If \(A \in \L(E)\) is a Hermitian operator on a Hilbert space \(\hilbert\text{,}\) and \(\la\) is an eigenvalue of \(A\text{,}\) then \(\la \in \R\text{.}\)
A useful topological property of the spectrum is that it forms a compact subset of \(\C\text{.}\) (In the finite dimensional case, this is apparent.)
Theorem 8.5.4.
Let \(E\) be a Banach space and \(A \in \L(E)\text{.}\) Then \(\sigma(A)\) is a compact subset of \(\C\) and
\begin{equation*}
\sigma(A) \subseteq \{z \in \C: \abs{z} \leq \norm{A}\}.
\end{equation*}
Proof.
Define a function \(F: \C \to \L(E)\) by \(F(\la) = \la I - A\text{.}\) For any \(\la, \mu \in \C\text{,}\)
\begin{align*}
\norm{F(\la) - F(\mu)} \amp= \norm{(\la I - A) - (\mu I - A)}\\
\amp = \abs{\la - \mu}
\end{align*}
and so \(F\) is Lipschitz and therefore continuous in the operator norm. Now let \(GL(E)\) denote the invertible elements of \(E\text{,}\) which is an open subset of \(\L(E)\) by Theorem 8.2.2. Then \(\L(E)-GL(E)\) is closed, and by continuity so is \(F\inv(\L(E)-GL(E)) = \sigma(A)\text{.}\)

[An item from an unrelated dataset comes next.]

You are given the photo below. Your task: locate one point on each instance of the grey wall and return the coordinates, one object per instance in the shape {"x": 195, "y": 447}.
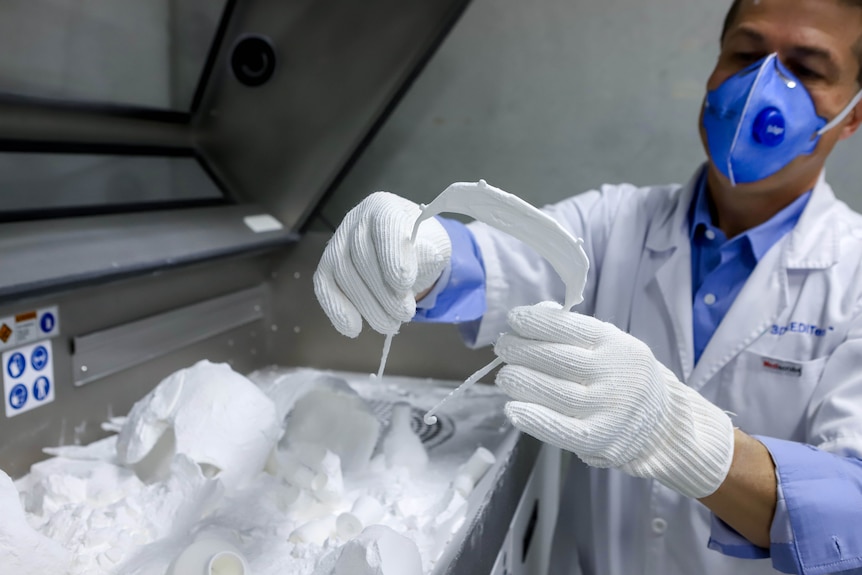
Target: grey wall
{"x": 553, "y": 97}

Now let \(\la \in \C\) with \(\abs{\la} \gt \norm{A}\text{.}\) Then \(\norm{\la\inv A} \lt 1\text{,}\) and so \(I - \la\inv A\) is invertible by Theorem 8.2.1. But then \(\la\inv(\la I - A)\) is invertible and so must be \(\la I - A\text{,}\) and so \(\la \notin \sigma(A)\text{.}\) Then \(\sigma(A)\) is in the closed disk of radius \(\norm{A}\) and hence is bounded. As closed and bounded subsets of \(\C\) are compact, we have established the result.